According to the 2015 audited results downloaded from the group website, the fortress started to take shape when in 2014 there was deliberate investment in 100 trucks alongside existing investment in property and securities.
Hence come financial year 2015 there was 189.8% increase in income from these non-core business sources as freight income rose and gains came from securities held to maturity and investment property disposed of.
Thus income from these sources ended the year at N4051m compared to N1398.2m in 2014.
Now the part of that that came from disposed property may not be available again but not to worry, the fortress was further fortified.
In 2015, in spite of the times, Forte Oil increased the book value of its fixed property and equipment by 15.1% as it overhauled its 414MW Geregun power generating plant in other to increase capacity to 435MW by mid 2016.
Now it was the same plant that contributed substantially to Forte Oils 2015 bottom line as its utilisation rose to 138MW in nine months in 2015 compared to 105MW at the time in 2014.
This overhaul gulped N8.9bn in 2015 at a time Forte Oil also had to reduce overdraft by 37.8% to N10268.4m from N16496.2m.
Both applied tremendous liquidity pressure within the year leading to working capital deficit of N2571.4m compared to N291.2m surplus in 2014.
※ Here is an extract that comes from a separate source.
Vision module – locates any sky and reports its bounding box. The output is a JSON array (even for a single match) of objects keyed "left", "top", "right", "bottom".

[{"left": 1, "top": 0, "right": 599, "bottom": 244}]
This was in spite of the draw down of inventories by 17.6% to N10059.9%; decrease in receivables by 34.9% to N34896.6m from N63600.2m and 27.2% drop in cash to N11700.8m.
Now who said fortress building was easy? However the point still remains that it was resultant 21.3% drop in net finance cost to N1675.8m from N2130.4m that guaranteed double digit growth in profit in 2015.
So the components of the emerging fortress were diverse but all working together saved the dragging effect of 26.8% drop in core revenue from N170128m to N124617.4m accompanied by double digit growths in distribution and administration costs.
Outside the non- core business dominated fortress the one favourable development was 29.9% decline in direct costs to N106255.8m, that is ahead of the drop in core revenue.
Administration expenses came up with its arrow in the form of 18.7% increase to N10969.9m alongside distribution cost 11% increase to N2754.2m, all in spite of the core revenue drop.
In the end, fortress held firmly as Forte Oil closed 2015 with 16.8% rise in profit before tax to N7012.4m from N6006.3m with distributable profit on it's own growing by 30% because of less than proportionate tax provision.
Thus in these trying times, Forte oil ended 2015 with N5.45 gain on each N100 income as against N3.35 in 2014.
SO:
* To make the fortress more solid in 2016, not only must the Geregun overhaul finish on schedule, Forte Oil needs to learn to stay atop its overhead.
* Unfortunately, cash may continue to be tight especially since dividend is being recommended in spite of the stretched liquidity position.